Now, the original series is obtained as:

$$ x_{i,j}^{k} = S_{x,j}^{k} y_{i,j}^{k} + \overline{x}_{j}^{k} \quad , k = 1, \ldots , n $$
(14)

Results and discussion

After developing the models, monthly sequences of 100 years flow data have been generated for each of the two rivers, namely Konar and Barakar. The statistical parameters of the models are estimated from thirty-seven years of observed flow through these two rivers. The generated series of the two rivers are compared with the corresponding observed series in terms of mean, standard deviation, coefficient of skewness of each month, serial correlation of successive months and cross-correlation between the flows in two rivers. The corresponding plots of comparisons are shown in Figs. 2, 3. 4 and 5 for Konar River with single-site model, in Figs. 6, 7, 8 and 9 for Barakar River with single-site model, in Fig. 10 for both Konar River and Barakar River with single-site model, in Figs. 11, 12, 13 and 14 for Konar River with multi-site model, in Figs. 15, 16, 17 and 18 for Barakar River with multi-site model and in Fig. 19 for both Konar River and Barakar River with multi-site model.

Fig. 2
figure 2

Historical and generated monthly means of flows in Konar River (single-site model)

Fig. 3
figure 3

Historical and generated monthly standard deviations of flows in Konar River (single-site model)

Fig. 4
figure 4

Historical and generated monthly skewness coefficients of flows in Konar River (single-site model)

Fig. 5
figure 5

Historical and generated monthly serial correlations of flows in Konar River (single-site model)

Fig. 6
figure 6

Historical and generated monthly means of flows in Barakar River (single-site model)

Fig. 7
figure 7

Historical and generated monthly standard deviations of flows in Barakar River (single-site model)

Fig. 8
figure 8

Historical and generated monthly skewness coefficients of flows in Barakar River (single-site model)

Fig. 9
figure 9

Historical and generated monthly serial correlations of flows in Barakar River (single-site model)

Fig. 10
figure 10

Historical and generated monthly cross-correlations of flows in Konar and Barakar (single-site model)

Fig. 11
figure 11

Historical and generated monthly means of flows in Konar River (multi-site model)

Fig. 12
figure 12

Historical and generated monthly standard deviations of flows in Konar River (multi-site model)

Fig. 13
figure 13

Historical and generated monthly skewness coefficients of flows in Konar River (multi-site model)

Fig. 14
figure 14

Historical and generated monthly serial correlations of flows in Konar River (multi-site model)

Fig. 15
figure 15

Historical and generated monthly means of flows in Barakar River (multi-site model)

Fig. 16
figure 16

Historical and generated monthly standard deviations of flows in Barakar River (multi-site model)

Fig. 17
figure 17

Historical and generated monthly skewness coefficients of flows in Barakar River (multi-site model)

Fig. 18
figure 18

Historical and generated monthly serial correlations of flows in Barakar River (multi-site model)

Fig. 19
figure 19

Historical and generated monthly cross-correlations of flows in Konar and Barakar (multi-site model)

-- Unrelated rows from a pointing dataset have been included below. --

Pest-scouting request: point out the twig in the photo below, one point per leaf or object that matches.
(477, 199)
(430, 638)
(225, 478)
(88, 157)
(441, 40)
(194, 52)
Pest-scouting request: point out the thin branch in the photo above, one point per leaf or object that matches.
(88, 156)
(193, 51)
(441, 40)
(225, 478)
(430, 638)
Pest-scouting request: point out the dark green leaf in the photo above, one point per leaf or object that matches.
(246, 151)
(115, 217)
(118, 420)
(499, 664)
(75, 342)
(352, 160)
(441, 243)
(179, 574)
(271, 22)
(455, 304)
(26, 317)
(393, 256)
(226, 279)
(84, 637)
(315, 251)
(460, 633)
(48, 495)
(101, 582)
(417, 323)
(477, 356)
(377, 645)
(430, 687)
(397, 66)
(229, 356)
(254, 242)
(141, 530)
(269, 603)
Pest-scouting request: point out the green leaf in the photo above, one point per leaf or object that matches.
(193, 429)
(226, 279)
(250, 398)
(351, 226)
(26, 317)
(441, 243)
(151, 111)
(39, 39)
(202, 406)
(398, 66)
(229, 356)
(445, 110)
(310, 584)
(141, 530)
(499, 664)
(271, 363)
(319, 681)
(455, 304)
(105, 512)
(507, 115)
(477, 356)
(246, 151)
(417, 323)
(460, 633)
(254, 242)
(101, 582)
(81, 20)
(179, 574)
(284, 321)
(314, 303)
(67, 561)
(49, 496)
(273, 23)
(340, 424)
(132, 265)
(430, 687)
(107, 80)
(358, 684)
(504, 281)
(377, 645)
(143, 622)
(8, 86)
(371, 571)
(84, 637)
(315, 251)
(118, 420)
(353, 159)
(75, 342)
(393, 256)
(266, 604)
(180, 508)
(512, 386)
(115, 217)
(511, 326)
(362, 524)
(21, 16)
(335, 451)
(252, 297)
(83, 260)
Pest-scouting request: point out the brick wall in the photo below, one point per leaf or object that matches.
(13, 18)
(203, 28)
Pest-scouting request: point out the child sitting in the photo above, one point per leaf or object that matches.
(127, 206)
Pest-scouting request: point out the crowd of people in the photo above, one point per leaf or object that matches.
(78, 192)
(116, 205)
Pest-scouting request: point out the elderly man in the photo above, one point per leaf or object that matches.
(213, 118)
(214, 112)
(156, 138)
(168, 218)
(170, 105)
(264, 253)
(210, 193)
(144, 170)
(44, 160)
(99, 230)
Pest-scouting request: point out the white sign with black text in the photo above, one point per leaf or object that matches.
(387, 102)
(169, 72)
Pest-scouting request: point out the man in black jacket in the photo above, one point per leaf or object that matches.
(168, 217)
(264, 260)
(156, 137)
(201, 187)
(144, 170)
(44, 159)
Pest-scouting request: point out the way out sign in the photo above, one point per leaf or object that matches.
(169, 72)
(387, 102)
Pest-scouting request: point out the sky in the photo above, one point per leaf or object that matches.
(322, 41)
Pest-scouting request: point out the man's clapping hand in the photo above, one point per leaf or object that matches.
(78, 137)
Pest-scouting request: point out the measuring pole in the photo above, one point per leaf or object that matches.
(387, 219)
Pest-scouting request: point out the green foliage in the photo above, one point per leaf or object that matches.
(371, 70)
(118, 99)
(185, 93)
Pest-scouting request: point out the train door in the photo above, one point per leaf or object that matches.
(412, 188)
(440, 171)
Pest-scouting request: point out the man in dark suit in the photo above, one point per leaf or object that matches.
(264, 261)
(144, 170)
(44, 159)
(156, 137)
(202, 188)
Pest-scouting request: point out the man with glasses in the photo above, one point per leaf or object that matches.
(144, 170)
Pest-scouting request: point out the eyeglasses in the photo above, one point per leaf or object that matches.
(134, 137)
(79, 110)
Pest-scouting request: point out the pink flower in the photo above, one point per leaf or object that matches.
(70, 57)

Results from single site models

Figure 2 presents the plots of monthly mean values obtained from single-site models with normal distribution and gamma distribution, along with those obtained from the observed data series, for Konar River. It may be seen that both normal and gamma model generated mean values almost equal to that of the observed series, except for the month of August. Similar plot for monthly standard deviation are shown in Fig. 3, which also shows very close agreement of the generated series with the observed series, except for the month of August and September. The situation is however different in case of skewness coefficient (Fig. 4), where the Gamma model yielded results similar to the observed series, but for normal model, the values are different and around zero. This is expected since normal distribution is a symmetric distribution. The small amount of skewness that can be observed is due to making the generated negative values equal to zero. In Fig. 5, which shows the serial correlations it can be seen that both the three plots are quite close.

Similar comparative plots of the statistical parameters are obtained for Barakar River also, as shown in Figs. 6, 7, 8 and 9. In case of preserving mean values, it can be seen from Fig. 6 that both the two models yielded results very close to the observed series, except for the month of August. Comparatively, gamma model yielded better results. In terms of monthly standard deviation also (Fig. 7), both normal and gamma model produced results very close to the observed series, except for the month of August and September. In case of skewness coefficient (Fig. 8), results of gamma model are quite similar to the observed series but that of normal model is quite different, similar to that observed in case of Konar River. As for the serial correlation, it can be seen from Fig. 9 that results from both the two models are very close to the observed values.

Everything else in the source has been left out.